Geoff Marcy, one of the top world planet hunters of the University of California at Berkeley, has been quoted as saying, “So far we’ve found Jupiters and Saturns, and now our technology is becoming good enough to detect planets smaller, more like the size of Uranus and Neptune, and even smaller. “Such high name scientists are extremely optimistic that a near twin of Earth will be located in another star system within the next five years or so. Boss feels that the astronomy field knows that Earth-like planets are presently orbiting the very same stars we gaze at during the night, even though we cannot see them with our eyes. This is made possible with two standard techniques developed to locate other worlds: radial velocity and the transit method.
RADIAL VELOCITY METHOD
This method attempts to see slight wobbles in the motion of a star, due to the gravitational tug of an orbiting planet. The advantage of this method is because it detects massive planets close to their host stars.
A dimming of light when a planet passes directly in front of its host star is considered more haphazard, it works excellent when telescopes scan the light from any number of stars simultaneously.

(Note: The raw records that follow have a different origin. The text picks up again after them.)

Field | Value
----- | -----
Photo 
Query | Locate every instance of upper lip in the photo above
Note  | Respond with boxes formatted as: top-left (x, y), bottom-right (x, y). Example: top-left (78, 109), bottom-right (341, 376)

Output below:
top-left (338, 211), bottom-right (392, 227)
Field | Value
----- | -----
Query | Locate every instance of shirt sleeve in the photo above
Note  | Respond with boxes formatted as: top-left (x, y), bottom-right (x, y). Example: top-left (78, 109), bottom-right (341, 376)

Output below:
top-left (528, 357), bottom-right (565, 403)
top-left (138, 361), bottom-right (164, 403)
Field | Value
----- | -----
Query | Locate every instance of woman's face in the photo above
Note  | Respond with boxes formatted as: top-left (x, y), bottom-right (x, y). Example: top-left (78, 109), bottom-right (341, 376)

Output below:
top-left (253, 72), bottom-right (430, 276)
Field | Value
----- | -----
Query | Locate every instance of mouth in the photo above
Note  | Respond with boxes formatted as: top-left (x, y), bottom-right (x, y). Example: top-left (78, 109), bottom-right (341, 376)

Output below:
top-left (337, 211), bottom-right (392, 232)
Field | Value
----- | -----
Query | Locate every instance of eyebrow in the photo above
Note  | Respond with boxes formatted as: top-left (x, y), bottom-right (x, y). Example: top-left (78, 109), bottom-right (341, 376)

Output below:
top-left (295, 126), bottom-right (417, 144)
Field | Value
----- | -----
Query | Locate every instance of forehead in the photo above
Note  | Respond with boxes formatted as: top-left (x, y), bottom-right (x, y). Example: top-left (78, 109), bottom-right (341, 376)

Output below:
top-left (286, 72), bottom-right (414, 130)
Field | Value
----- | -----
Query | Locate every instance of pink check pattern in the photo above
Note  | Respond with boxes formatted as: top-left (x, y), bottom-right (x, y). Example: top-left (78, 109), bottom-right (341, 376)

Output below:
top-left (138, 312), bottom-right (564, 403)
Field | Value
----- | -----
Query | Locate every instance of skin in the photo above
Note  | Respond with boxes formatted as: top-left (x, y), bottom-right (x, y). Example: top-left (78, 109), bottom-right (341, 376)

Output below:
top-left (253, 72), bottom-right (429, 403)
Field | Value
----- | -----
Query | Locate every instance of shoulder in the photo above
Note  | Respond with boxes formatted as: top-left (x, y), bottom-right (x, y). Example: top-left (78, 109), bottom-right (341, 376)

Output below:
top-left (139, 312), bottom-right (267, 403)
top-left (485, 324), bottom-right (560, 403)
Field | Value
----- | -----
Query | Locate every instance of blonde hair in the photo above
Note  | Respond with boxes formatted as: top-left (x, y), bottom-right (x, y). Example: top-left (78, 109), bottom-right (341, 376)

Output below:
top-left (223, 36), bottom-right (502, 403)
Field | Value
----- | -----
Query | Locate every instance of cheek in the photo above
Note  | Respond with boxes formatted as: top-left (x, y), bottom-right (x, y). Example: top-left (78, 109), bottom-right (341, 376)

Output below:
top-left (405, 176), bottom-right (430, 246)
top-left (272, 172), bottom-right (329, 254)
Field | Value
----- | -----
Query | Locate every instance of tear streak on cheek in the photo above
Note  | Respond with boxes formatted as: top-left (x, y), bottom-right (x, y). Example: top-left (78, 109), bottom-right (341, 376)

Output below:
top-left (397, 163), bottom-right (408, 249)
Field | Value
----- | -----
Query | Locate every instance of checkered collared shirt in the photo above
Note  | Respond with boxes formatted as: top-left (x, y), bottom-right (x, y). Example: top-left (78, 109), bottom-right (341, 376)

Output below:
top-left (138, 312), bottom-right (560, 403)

LIMITATIONS OF BOTH METHODS
Both the transit and radial velocity methods have limitations in their finding abilities, due to the fact they block out the overshadowing light of the host star. The astronomers use the Sun is an example, with it being 100 times larger; 300,000 times more massive; and up to 10 billion times brighter than Earth. A panel of astronomers, upon completion of their final report of the Exoplanet Task Force, has written, “Detecting Earth in reflected light is like searching for a firefly six feet from a searchlight that is 2,400 miles distant.” The more and more the spectrometers and digital cameras are upgraded as they are attached to newer telescopes, the eyes of both astronomers and scientists are able to view the tiny stellar wobbles and dips in starlightall from the tiniest of low-mass planets and stars.